Face image features represent significant user privacy concerns. Face images cannot be privately transferred under existing privacy protection methods, and data across various social networks are unevenly distributed. This paper proposes a method for face image privacy protection based on federated learning and ensemble models. A federated learning model based on distributed data sets was established by means of federated learning. On the client side, a local facial recognition model was obtained by local face data training and used as the input of PcadvGAN to train PcadvGAN for several rounds. On the server side, a parameter aggregator based on a differential evolutionary algorithm was established as the discriminator of PcadvGAN server, and a client facial recognition model was ensembled simultaneously. The discriminator of the PcadvGAN server experienced mutation, crossover, and interaction with the ensemble model to reveal the optimal global weight of the PcadvGAN model. Finally, the global optimal aggregation parameter matrix of PcadvGAN was obtained by calculation. The server and the client shared the global optimal aggregation parameter matrix, enabling each client to generate private face images with high transferability and practicality.

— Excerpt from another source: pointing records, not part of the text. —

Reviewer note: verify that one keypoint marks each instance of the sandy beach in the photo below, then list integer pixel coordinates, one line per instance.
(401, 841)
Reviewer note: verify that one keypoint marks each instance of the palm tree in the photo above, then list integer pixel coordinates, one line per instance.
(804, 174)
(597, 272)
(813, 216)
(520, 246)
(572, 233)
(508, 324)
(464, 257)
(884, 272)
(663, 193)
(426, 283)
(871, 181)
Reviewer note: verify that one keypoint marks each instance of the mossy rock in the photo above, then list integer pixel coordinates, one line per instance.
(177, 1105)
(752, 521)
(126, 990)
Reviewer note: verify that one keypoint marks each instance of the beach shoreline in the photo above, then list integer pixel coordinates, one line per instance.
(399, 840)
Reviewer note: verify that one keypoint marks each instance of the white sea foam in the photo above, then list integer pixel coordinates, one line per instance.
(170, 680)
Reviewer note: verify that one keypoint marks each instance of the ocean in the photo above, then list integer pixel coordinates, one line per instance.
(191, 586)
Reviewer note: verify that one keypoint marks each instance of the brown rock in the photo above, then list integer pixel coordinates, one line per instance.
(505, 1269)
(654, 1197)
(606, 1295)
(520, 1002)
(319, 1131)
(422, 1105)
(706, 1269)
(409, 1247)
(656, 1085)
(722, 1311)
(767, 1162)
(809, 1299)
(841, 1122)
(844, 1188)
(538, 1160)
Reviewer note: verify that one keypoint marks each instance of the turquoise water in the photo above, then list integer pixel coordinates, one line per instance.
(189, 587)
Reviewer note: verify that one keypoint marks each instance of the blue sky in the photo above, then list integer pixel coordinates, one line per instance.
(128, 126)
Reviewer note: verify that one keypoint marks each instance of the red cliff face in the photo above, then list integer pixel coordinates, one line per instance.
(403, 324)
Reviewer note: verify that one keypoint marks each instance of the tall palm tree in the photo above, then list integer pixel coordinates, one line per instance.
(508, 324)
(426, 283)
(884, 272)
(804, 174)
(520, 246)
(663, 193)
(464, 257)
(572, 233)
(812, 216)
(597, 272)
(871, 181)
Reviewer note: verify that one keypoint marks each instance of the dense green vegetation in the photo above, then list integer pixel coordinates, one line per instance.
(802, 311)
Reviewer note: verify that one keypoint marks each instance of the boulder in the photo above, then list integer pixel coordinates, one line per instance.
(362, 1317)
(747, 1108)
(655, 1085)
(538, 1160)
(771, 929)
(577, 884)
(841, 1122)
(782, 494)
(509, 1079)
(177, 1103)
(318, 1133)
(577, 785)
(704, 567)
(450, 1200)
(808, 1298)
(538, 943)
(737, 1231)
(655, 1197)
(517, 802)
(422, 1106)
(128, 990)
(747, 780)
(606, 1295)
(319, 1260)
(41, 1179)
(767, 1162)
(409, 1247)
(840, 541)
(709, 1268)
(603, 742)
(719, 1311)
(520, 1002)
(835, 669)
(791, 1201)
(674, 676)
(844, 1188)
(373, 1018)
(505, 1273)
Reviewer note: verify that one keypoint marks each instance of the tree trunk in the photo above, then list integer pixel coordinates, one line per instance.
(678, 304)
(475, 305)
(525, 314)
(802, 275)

Targeted attack and non-targeted attack experiments demonstrated that the proposed method can generate high-quality, transferable, robust, private face images with only minor perturbations more effectively than other existing methods.

人脸图像特征代表了重要的用户隐私问题。在现有的隐私保护方法下，人脸图像无法私下传输，跨各种社交网络的数据分布不均。本文提出了一种基于联邦学习和集成模型的人脸图像隐私保护方法。通过联邦学习建立了基于分布式数据集的联邦学习模型。在客户端，通过局部人脸数据训练得到一个局部人脸识别模型，作为PcadvGAN的输入，对PcadvGAN进行多轮训练。在服务器端，建立了基于差分进化算法的参数聚合器作为PcadvGAN服务器的判别器，同时集成了客户端人脸识别模型。PcadvGAN 服务器的鉴别器经历了变异、交叉和与集成模型的交互，以揭示 PcadvGAN 模型的最佳全局权重。最后通过计算得到PcadvGAN的全局最优聚合参数矩阵。服务端和客户端共享全局最优聚合参数矩阵，使得每个客户端都可以生成具有高迁移性和实用性的私有人脸图像。针对性攻击和非针对性攻击实验表明，所提出的方法可以比其他现有方法更有效地生成高质量、可转移、鲁棒、隐私的人脸图像，并且只有很小的扰动。通过计算得到PcadvGAN的全局最优聚合参数矩阵。服务端和客户端共享全局最优聚合参数矩阵，使得每个客户端都可以生成具有高迁移性和实用性的私有人脸图像。针对性攻击和非针对性攻击实验表明，所提出的方法可以比其他现有方法更有效地生成高质量、可转移、鲁棒、隐私的人脸图像，并且只有很小的扰动。通过计算得到PcadvGAN的全局最优聚合参数矩阵。服务端和客户端共享全局最优聚合参数矩阵，使得每个客户端都可以生成具有高迁移性和实用性的私有人脸图像。有针对性的攻击和无针对性的攻击实验表明，所提出的方法可以比其他现有方法更有效地生成高质量、可转移、鲁棒、隐私的人脸图像，并且只有很小的扰动。